Even though the European Commission approved Poland’s National Recovery Plan (KPO) back in June, it has not begun transferring any of the €35.4 billion due to Poland — €24 billion of which was to be in grants with the remainder designated for loan financing. The commission is alleging that Poland has yet to meet the commitments it undertook to overhaul the judicial reform, which has been disputed by both the European Commission and the European Court of Justice (ECJ). The ruling Law and Justice (PiS) party in Poland has accused the commission of being engaged in an attempt to remove the present conservative government in the parliamentary elections due in autumn of next year.
PiS argues that by removing the questioned disciplinary chamber from the Supreme Court, Poland has fulfilled the commitments it made to the European Commission and now complies with rulings by the ECJ. “We signed up for the KPO, we met the requirements, we respected the agreements, but the money is still being blocked,” Gliński told readers.
He called the EU executive’s behavior “primitive unconcealed blackmail designed to force a change of government.”
Gliński believes that the actions of the European Commission are illegal, as they exceed the powers bestowed on the executive in the treaties. Nevertheless, Poland did sign the EU Recovery Fund arrangements and lost a challenge in the ECJ over the conditionality mechanism that was attached to those funds.
The deputy prime minister feels that since the money for the EU Recovery Fund comes from borrowing by the member states, carried out for them by the European Commission, any block on such resources should mean that Poland can borrow the money from elsewhere. He then suggested Asian finance, but was not asked whether this meant Poland was considering borrowing from China.

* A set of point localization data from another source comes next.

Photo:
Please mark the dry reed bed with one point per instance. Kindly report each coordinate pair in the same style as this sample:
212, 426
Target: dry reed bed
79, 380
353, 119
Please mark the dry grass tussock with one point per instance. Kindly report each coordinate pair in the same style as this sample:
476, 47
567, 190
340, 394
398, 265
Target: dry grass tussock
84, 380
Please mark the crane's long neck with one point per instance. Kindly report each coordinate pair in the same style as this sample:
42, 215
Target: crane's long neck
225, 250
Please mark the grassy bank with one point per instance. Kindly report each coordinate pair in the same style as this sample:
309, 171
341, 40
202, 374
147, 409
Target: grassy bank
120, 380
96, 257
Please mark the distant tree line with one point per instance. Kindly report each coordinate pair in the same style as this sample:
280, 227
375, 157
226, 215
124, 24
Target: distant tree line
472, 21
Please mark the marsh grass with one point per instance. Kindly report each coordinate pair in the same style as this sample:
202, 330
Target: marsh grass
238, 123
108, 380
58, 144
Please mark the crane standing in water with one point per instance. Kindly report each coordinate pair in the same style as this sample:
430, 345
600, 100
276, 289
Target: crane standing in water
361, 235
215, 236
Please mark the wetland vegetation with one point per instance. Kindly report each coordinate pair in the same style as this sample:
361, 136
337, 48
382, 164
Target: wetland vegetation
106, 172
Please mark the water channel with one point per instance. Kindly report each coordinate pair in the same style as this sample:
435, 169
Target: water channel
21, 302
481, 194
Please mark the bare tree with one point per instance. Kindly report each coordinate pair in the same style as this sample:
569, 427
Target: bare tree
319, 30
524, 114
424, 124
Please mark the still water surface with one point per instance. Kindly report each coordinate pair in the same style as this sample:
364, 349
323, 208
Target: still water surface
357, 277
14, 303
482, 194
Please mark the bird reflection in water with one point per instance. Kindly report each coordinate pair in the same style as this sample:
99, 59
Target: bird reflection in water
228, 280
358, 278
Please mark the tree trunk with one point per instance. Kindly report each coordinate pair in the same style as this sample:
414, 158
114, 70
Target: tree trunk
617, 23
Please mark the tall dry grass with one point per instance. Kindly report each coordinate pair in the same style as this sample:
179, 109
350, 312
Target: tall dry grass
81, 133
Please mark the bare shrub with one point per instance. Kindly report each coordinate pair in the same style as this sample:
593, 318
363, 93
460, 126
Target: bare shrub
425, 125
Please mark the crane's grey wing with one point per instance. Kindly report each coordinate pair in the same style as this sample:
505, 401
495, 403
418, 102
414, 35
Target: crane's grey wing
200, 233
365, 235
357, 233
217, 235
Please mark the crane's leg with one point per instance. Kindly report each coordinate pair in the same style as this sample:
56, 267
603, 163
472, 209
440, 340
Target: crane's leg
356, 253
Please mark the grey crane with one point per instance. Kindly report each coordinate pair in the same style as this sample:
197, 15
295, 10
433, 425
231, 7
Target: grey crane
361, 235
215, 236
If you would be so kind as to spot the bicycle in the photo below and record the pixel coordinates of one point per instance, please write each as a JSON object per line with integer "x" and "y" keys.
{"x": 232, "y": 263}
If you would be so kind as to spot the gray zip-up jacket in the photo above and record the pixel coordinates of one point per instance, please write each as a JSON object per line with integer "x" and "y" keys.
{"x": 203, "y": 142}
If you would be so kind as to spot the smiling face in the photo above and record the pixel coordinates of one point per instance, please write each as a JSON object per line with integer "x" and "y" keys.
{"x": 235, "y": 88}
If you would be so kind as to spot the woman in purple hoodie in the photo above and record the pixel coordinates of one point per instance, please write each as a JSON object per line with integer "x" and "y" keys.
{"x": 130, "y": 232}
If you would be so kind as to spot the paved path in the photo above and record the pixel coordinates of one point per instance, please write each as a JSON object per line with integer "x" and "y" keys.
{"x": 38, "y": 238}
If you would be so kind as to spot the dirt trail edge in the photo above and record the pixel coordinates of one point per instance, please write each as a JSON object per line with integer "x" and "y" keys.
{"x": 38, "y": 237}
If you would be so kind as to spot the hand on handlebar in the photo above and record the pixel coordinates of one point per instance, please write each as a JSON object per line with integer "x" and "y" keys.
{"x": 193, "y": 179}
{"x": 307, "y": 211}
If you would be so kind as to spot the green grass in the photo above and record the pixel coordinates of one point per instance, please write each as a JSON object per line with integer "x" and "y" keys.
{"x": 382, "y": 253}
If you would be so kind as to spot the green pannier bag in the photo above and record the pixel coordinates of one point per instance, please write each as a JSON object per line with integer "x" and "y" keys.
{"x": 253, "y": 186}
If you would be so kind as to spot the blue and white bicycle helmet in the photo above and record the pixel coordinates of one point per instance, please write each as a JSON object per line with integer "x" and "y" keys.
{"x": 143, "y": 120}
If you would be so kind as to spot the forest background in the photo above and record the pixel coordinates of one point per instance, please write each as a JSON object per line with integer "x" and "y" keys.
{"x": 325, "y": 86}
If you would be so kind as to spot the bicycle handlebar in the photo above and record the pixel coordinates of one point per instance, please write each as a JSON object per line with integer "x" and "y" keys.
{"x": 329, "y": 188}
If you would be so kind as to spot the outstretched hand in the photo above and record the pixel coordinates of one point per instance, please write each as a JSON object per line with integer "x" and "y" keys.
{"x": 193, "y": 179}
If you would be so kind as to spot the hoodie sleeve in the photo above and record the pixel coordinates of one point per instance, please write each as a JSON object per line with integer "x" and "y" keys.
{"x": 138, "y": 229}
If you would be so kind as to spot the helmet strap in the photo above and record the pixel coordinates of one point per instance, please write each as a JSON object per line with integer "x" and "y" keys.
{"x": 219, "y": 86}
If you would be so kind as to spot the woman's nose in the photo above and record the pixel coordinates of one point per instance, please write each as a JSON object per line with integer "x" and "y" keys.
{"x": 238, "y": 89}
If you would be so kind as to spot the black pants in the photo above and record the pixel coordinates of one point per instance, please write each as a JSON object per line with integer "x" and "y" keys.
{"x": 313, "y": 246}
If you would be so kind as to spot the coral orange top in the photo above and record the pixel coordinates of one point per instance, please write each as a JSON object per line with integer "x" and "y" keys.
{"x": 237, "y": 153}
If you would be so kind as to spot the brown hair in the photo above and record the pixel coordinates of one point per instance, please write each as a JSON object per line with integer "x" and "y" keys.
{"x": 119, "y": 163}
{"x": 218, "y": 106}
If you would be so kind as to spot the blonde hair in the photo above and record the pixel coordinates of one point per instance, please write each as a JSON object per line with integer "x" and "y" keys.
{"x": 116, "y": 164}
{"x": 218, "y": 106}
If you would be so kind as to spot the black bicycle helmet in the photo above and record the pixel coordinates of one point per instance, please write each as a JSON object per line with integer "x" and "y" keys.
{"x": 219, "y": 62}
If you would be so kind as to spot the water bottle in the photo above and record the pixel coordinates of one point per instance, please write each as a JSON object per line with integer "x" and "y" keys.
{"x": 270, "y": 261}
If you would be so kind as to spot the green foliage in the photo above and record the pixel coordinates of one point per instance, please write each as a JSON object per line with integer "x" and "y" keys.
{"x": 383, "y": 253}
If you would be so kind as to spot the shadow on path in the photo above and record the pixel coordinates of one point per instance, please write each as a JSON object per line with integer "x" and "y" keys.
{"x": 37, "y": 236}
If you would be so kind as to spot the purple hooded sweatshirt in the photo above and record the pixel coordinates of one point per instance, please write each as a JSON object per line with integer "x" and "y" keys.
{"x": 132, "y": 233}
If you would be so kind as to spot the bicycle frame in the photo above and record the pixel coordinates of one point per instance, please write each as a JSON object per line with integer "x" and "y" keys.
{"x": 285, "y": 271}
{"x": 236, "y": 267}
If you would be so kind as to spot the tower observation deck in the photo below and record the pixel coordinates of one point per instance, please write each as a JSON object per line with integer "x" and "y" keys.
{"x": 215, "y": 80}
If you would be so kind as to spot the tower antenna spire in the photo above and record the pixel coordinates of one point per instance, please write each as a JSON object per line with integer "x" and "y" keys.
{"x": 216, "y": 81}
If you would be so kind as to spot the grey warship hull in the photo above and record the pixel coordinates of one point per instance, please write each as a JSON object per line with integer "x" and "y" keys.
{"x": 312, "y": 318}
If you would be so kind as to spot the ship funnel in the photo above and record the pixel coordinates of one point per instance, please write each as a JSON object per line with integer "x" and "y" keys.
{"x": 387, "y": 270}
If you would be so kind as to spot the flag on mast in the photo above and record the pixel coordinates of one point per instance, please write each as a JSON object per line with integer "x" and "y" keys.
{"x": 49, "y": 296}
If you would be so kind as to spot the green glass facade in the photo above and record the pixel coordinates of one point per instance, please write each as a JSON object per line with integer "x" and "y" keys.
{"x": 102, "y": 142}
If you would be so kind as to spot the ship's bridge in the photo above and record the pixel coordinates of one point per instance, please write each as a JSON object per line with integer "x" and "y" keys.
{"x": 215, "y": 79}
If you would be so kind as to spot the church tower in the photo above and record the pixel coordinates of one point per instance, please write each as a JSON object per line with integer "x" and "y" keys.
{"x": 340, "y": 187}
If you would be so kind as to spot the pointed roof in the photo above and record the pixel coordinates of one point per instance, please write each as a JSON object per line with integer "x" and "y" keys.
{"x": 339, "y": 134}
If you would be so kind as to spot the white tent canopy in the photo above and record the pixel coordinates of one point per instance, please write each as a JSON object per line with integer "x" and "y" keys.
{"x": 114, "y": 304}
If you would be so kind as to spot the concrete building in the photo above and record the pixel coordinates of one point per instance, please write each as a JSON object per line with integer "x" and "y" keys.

Nevertheless, even should Poland borrow the money on the markets to fund its projects, it will still be liable for repayments of the overall lending carried out by the European Commission on behalf of the member states, as Poland signed off on the EU Recovery Funds arrangements. Gliński also added that Poland was fully aware that the commission might block its EU funds allocation, but Poland had attempted to show good will by entering into a dialog with the commission. However, a part of the ruling block led by Justice Minister Zbigniew Ziobro had from the outset argued that Poland should veto the conditionality mechanism and refuse to participate in the EU Recovery Fund under those circumstances.